The original status page can be found here.
On June 30th, at 8:35 AM UTC, we performed a maintenance of our API token management system. This work involved changes to how token validation interacts with our rate-limiting system.
Unintentionally, the change led to a stricter enforcement of API rate limits across all calls using tokens, including some that should not have been affected. This caused the percentage of API calls being rate limited to climb from the normal baseline of around 1% to approximately 10%. This increase was not immediately visible due to a blind spot in our monitoring: while we do track rate-limited calls, we did not have alerting configured for sudden spikes in this metric.

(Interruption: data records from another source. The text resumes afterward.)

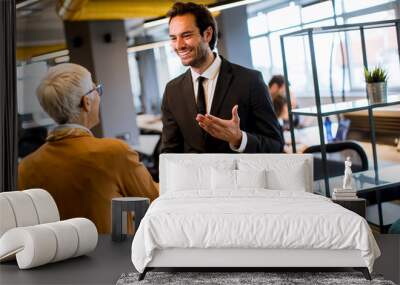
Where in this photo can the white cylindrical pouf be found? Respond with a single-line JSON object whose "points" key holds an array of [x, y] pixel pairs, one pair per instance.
{"points": [[67, 239], [23, 208], [45, 205], [7, 217], [34, 246], [87, 234]]}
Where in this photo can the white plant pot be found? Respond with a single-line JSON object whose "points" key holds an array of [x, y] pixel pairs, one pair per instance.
{"points": [[377, 92]]}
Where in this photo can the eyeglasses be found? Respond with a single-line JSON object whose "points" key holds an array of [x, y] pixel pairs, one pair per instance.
{"points": [[99, 88]]}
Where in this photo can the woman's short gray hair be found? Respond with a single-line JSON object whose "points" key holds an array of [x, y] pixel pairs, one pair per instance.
{"points": [[61, 91]]}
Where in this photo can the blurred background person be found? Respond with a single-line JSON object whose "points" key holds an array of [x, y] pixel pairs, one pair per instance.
{"points": [[277, 90]]}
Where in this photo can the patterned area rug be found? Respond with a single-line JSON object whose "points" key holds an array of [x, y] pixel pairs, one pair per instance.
{"points": [[242, 278]]}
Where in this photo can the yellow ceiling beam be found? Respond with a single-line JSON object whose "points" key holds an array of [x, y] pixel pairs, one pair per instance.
{"points": [[78, 10], [25, 53]]}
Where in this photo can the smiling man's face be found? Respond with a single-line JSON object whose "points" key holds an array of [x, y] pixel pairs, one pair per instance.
{"points": [[187, 42]]}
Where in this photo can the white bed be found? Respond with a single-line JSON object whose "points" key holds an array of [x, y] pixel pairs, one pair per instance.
{"points": [[247, 210]]}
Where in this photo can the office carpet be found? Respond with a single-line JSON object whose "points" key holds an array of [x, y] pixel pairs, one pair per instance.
{"points": [[243, 278]]}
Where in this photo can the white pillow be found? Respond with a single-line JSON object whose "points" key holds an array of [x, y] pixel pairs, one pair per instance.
{"points": [[183, 177], [187, 174], [279, 180], [282, 174], [223, 179], [228, 179], [251, 178]]}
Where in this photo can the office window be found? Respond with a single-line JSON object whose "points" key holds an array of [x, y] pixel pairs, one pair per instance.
{"points": [[317, 12], [260, 56], [354, 5], [378, 16], [284, 18], [339, 59], [257, 25], [135, 82]]}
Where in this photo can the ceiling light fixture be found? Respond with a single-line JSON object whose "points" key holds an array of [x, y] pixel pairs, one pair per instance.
{"points": [[50, 55], [25, 3], [148, 46]]}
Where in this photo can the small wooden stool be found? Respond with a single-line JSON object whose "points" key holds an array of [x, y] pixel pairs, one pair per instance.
{"points": [[120, 206]]}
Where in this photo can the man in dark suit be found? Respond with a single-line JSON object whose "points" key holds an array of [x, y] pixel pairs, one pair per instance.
{"points": [[216, 106]]}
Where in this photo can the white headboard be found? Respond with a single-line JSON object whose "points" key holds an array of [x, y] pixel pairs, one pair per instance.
{"points": [[287, 164]]}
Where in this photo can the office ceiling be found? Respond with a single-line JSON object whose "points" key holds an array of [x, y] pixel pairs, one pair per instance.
{"points": [[40, 26]]}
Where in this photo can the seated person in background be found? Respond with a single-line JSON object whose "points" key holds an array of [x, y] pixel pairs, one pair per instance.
{"points": [[281, 111], [277, 89], [82, 173]]}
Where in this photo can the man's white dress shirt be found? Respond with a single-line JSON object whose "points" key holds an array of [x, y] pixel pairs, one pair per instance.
{"points": [[209, 84]]}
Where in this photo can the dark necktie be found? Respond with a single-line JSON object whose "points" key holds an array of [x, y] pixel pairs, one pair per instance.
{"points": [[201, 98]]}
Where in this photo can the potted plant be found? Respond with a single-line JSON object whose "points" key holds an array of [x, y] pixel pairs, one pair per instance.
{"points": [[376, 80]]}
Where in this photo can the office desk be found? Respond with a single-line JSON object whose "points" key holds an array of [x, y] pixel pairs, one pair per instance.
{"points": [[102, 266], [385, 187]]}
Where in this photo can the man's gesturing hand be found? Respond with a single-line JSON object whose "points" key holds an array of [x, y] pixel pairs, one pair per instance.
{"points": [[226, 130]]}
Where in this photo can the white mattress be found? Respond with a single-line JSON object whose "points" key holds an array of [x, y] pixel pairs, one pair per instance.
{"points": [[253, 218]]}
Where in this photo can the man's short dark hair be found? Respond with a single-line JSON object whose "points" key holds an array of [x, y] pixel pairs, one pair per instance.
{"points": [[276, 79], [203, 17]]}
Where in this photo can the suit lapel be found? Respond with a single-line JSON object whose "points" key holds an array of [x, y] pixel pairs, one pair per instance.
{"points": [[191, 109], [223, 83], [188, 92]]}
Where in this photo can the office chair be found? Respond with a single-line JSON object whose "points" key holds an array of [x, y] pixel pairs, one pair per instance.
{"points": [[336, 154]]}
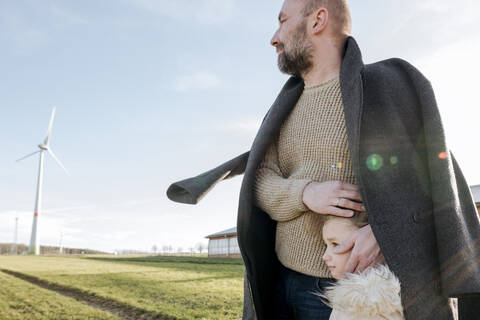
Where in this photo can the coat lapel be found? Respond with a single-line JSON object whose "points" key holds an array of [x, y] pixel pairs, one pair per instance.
{"points": [[351, 84]]}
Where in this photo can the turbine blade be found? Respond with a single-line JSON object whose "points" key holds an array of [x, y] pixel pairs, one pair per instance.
{"points": [[28, 155], [58, 161], [49, 130]]}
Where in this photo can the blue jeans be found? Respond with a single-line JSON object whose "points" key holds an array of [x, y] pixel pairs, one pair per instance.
{"points": [[296, 296]]}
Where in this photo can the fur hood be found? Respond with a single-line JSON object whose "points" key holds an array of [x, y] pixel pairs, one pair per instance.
{"points": [[373, 294]]}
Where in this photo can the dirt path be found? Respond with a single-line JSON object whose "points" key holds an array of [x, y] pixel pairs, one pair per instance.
{"points": [[119, 309]]}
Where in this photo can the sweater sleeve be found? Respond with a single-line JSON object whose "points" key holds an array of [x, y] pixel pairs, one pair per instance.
{"points": [[280, 197]]}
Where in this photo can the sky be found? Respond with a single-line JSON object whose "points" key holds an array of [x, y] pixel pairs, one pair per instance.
{"points": [[149, 92]]}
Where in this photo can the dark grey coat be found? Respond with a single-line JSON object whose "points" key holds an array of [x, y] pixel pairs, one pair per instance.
{"points": [[419, 204]]}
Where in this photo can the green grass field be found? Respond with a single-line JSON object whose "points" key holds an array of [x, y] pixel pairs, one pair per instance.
{"points": [[169, 287]]}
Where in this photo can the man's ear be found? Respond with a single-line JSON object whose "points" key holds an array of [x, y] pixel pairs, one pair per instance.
{"points": [[320, 20]]}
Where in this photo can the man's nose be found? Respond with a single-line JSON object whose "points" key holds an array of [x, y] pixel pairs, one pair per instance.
{"points": [[274, 40]]}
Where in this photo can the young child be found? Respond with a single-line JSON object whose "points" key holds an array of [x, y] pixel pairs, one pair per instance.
{"points": [[373, 294]]}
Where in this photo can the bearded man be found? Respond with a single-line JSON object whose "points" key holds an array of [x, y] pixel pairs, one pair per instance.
{"points": [[341, 137]]}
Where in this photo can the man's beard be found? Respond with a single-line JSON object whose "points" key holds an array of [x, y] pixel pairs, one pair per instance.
{"points": [[298, 59]]}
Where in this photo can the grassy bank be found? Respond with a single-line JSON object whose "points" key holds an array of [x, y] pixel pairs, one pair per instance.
{"points": [[179, 287]]}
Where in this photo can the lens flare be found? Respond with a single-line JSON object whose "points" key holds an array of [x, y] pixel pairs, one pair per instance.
{"points": [[374, 162]]}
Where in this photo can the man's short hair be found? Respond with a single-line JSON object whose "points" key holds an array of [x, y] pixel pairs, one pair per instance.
{"points": [[339, 16]]}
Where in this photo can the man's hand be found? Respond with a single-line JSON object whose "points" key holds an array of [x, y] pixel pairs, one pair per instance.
{"points": [[365, 252], [333, 197]]}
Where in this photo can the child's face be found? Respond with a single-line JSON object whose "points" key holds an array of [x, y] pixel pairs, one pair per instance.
{"points": [[335, 231]]}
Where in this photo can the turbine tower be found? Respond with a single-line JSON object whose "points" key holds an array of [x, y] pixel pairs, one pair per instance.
{"points": [[45, 146]]}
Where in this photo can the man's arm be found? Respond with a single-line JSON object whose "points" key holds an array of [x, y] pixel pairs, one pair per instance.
{"points": [[285, 199]]}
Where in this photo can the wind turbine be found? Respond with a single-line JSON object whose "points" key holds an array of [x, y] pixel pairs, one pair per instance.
{"points": [[45, 146]]}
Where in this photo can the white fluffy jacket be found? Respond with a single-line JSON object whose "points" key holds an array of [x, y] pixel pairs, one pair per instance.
{"points": [[372, 295]]}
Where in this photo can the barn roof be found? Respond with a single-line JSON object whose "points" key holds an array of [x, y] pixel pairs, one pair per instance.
{"points": [[476, 193], [228, 232]]}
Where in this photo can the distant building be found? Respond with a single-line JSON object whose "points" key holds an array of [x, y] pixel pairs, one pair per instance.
{"points": [[224, 244]]}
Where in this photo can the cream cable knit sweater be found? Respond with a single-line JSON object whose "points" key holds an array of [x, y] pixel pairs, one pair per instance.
{"points": [[312, 146]]}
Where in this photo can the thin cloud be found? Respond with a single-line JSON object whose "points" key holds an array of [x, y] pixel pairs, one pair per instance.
{"points": [[66, 16], [203, 11], [200, 80], [243, 127]]}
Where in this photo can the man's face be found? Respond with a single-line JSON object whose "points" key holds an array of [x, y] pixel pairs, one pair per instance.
{"points": [[291, 40]]}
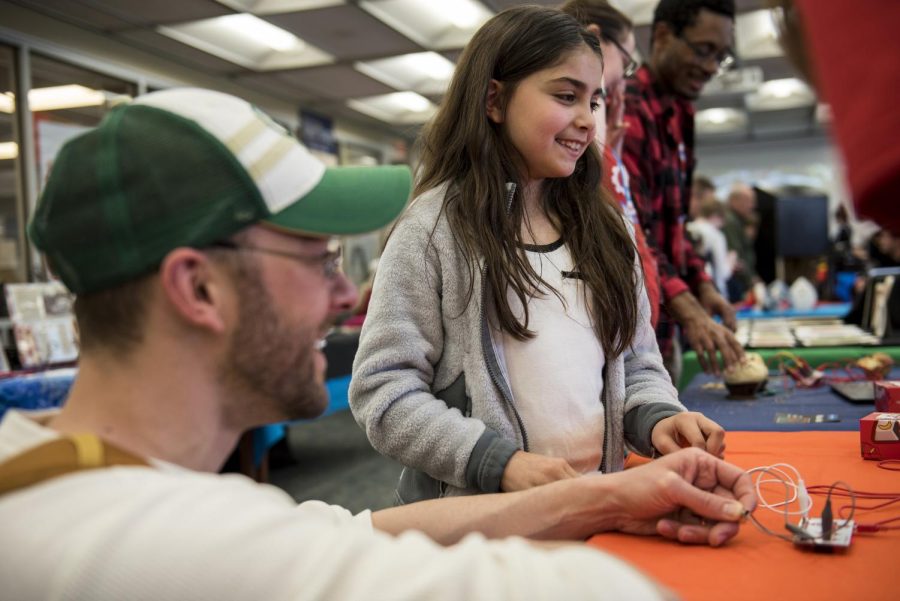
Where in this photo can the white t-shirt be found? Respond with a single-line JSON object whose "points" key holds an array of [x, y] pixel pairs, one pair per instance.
{"points": [[140, 533], [557, 376]]}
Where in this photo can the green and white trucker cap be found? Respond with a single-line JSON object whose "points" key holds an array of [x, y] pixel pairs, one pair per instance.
{"points": [[189, 167]]}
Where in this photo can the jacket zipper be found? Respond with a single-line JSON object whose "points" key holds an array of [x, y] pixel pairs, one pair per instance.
{"points": [[487, 346], [492, 366]]}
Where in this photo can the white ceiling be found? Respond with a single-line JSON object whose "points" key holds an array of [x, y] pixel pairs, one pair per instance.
{"points": [[344, 50]]}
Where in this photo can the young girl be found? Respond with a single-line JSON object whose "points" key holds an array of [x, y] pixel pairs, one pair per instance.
{"points": [[507, 342]]}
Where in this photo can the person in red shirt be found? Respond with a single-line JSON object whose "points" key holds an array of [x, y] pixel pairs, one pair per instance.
{"points": [[690, 41]]}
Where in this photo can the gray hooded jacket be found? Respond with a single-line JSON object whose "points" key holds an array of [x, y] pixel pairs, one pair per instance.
{"points": [[428, 386]]}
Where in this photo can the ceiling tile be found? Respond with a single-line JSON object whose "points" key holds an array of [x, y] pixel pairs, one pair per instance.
{"points": [[332, 81], [152, 13], [77, 13], [272, 83], [346, 32]]}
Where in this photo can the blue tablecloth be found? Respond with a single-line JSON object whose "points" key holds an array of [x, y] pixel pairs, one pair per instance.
{"points": [[824, 311], [777, 403]]}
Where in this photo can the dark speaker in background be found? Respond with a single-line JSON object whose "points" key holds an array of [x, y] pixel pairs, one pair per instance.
{"points": [[766, 238], [793, 224], [802, 225]]}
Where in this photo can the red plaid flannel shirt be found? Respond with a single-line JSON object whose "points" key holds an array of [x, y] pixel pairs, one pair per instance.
{"points": [[659, 155]]}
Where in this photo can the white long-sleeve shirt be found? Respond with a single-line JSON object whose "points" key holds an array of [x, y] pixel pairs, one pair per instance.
{"points": [[170, 533]]}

We declared an incident at 3:11 PM UTC after having received customer reports of an increase of the amount API calls being rate limited. On verifying those claims, we realized that there was indeed a measured increase in our rate limiting of API calls.
From 3:29 to 3:43 PM UTC, we proceeded to mitigate the issue by reviewing our rate limits and further investigated the endpoints that started being rate-limited due to the token maintenance. A combination of both of these approaches brought our rate limited calls back to the normal ratio.
The incident was closed out at 3:54 PM UTC, the rate limited API calls having returned to the normal ratio.
We've updated our monitoring to include alerting on sudden spikes in rate-limited API calls. This will ensure faster detection and response in the future.